Both of you through your different work offer ways to reconnect with the whole – whether that is the family system, community, organisation, complex stakeholder group, nation …. This requires a healing of the fractures, seeing the possibility of a renewal of the whole in the all too evident fragments. It requires an understanding of the elements of what Barry describes as a ‘systems power move’ – belief we can make a difference, deep systems knowledge that informs us how and when to intervene, and the courage to act. Acting is critical: “vision without execution is hallucination” as someone once said.
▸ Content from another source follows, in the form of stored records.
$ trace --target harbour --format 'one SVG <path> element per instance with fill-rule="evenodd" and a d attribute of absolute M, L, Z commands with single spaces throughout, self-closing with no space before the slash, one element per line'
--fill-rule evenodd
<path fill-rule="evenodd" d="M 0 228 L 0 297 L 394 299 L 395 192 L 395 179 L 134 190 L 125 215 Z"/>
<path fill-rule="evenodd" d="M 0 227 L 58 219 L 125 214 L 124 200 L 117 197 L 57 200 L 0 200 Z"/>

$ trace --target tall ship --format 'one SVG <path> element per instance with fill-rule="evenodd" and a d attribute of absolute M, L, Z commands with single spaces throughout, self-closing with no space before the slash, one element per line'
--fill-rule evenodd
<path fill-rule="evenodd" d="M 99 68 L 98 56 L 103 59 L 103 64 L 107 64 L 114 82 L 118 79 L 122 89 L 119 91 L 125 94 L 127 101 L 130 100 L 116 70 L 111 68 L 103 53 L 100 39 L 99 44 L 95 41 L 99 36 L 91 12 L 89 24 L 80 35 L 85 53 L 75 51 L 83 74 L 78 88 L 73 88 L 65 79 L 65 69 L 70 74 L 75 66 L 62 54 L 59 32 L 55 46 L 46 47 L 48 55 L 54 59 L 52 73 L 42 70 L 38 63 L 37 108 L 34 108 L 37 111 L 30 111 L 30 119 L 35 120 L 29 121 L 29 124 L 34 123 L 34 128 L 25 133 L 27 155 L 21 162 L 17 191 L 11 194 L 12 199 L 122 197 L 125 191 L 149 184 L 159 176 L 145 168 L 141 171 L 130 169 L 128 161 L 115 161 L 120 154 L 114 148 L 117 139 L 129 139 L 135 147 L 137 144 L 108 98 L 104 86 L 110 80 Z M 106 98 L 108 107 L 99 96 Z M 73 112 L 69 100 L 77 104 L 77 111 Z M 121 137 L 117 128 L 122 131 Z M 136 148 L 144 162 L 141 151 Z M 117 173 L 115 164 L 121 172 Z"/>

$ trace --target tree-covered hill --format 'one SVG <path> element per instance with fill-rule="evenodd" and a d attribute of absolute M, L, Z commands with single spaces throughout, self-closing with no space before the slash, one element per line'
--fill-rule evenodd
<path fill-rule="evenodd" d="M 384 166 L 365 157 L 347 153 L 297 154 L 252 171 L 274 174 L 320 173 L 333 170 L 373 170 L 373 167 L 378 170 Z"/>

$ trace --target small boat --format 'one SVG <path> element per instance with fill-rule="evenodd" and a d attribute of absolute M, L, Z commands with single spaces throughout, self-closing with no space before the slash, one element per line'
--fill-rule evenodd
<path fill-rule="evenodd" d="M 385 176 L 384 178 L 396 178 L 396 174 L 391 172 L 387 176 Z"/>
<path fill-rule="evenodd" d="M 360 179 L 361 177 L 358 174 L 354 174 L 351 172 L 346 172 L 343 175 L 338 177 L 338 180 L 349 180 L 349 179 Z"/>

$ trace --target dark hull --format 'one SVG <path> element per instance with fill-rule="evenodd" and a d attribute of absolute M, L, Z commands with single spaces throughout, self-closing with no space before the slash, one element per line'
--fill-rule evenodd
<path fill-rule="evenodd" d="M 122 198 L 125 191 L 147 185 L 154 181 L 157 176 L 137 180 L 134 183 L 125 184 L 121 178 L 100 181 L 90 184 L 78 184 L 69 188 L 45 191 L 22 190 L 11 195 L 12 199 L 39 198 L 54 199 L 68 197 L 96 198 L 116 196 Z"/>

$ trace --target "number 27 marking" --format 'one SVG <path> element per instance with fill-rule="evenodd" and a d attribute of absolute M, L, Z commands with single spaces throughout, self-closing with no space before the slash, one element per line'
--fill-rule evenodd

Our calling in this period of transition where “the ideas of the past, although half destroyed, being still powerful, and the ideas which are to replace them being still in process of formation” is to create a new narrative which discovers anew and showsthe possibilities of the generative sides of power and love, rather than their too familiar degenerative sides. Of course we are all in this transition too. I know I am as often as much a part of the problem as its solution. Courage, humility and a sense of humour seem important and useful travelling companions at the moment.
Our first step is to sort ourselves out – to be agents of hope in the world, to reach for Door B, to take the road less travelled. I agree with Marianne Williamson that we are much more powerful and influential than our stories about ourselves have allowed. “Improvement starts with I” said Arnold Glasow. In slightly longer form Confucius apparently said: “To put the world in order, we must put the nation in order; to put the nation in order we must put the family in order; to put the family in order, we must first cultivate our personal life; we must first set our hearts right.”
Best regards
John Watters, guest contributor
There's some really good stuff in there. I can't help but wonder how you might be able to deploy your work into the civic, social or political arena to influence the influencers and leaders in our communities and nations. Because of the fundamental issues you point to, wouldn't major foundations consider the work you do as a great tool to enable the effectiveness of the funding they put in place to make a difference in this world? Just a thought.